I had a very traumatic dog walking experience in the past. Just last week, this same friend’s dogs attacked and killed a ground hog at the dog park. It’s difficult and frightening for me to get my dog out of the car and into the dog park. My dog is big, and she barks and struggles and acts aggressive when she sees other dogs, especially on a leash. She is not aggressive, and I wouldn’t consider taking her if I thought there was the slightest chance she would hurt a person or dog. I feel confident that she won’t, but it’s still a difficult thing for me to walk her when I’m alone and she’s acting that way.
Anyway I told my friend that if I don’t do it because I’m afraid, it will eventually become something I don’t do at all, ever. As an example, I’ve kind of given up riding very big roller coasters. Each time over the past however many years I’ve been presented with the opportunity I haven’t gone, knowing this makes ever going again much less likely. I’m OK with that, but still a little bit sad.
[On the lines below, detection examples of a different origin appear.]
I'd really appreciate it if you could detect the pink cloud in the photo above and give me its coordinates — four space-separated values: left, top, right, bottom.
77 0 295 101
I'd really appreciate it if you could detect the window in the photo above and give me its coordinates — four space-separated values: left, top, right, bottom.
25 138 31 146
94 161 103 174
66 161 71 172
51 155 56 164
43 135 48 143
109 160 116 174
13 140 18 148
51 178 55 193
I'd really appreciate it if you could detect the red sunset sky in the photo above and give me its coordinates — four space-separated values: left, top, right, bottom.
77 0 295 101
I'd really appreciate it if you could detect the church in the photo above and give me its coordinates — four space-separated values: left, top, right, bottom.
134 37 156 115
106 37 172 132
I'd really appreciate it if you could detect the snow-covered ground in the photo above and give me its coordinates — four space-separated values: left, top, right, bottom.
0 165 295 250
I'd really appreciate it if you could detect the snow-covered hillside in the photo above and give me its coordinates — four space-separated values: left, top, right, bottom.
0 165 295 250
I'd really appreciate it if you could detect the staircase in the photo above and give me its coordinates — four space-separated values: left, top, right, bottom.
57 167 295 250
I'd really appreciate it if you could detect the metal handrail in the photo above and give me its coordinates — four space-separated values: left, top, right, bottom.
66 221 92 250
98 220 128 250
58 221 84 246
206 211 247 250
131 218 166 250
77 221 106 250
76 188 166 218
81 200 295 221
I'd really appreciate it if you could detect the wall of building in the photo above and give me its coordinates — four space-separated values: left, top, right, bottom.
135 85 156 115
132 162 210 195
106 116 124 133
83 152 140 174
I know that there’s danger every time I take my dog out of the house. I know that better than most people. But I know there’s danger every time I get in a car, and still I choose to do it. So I’m choosing to take her out of the house and take the risk and hope for the best. Every time I survive it does make it more likely I will do it again, I hope.
And it moves my mind away from the worries I have for the coming week. They are nothing major and I still have a bit of my pink cloud left from having survived jury duty.
The person on my prayer list right now is someone who wouldn’t work the program and has quit. I hope that she doesn’t need the program, or if she does, that she’ll come back.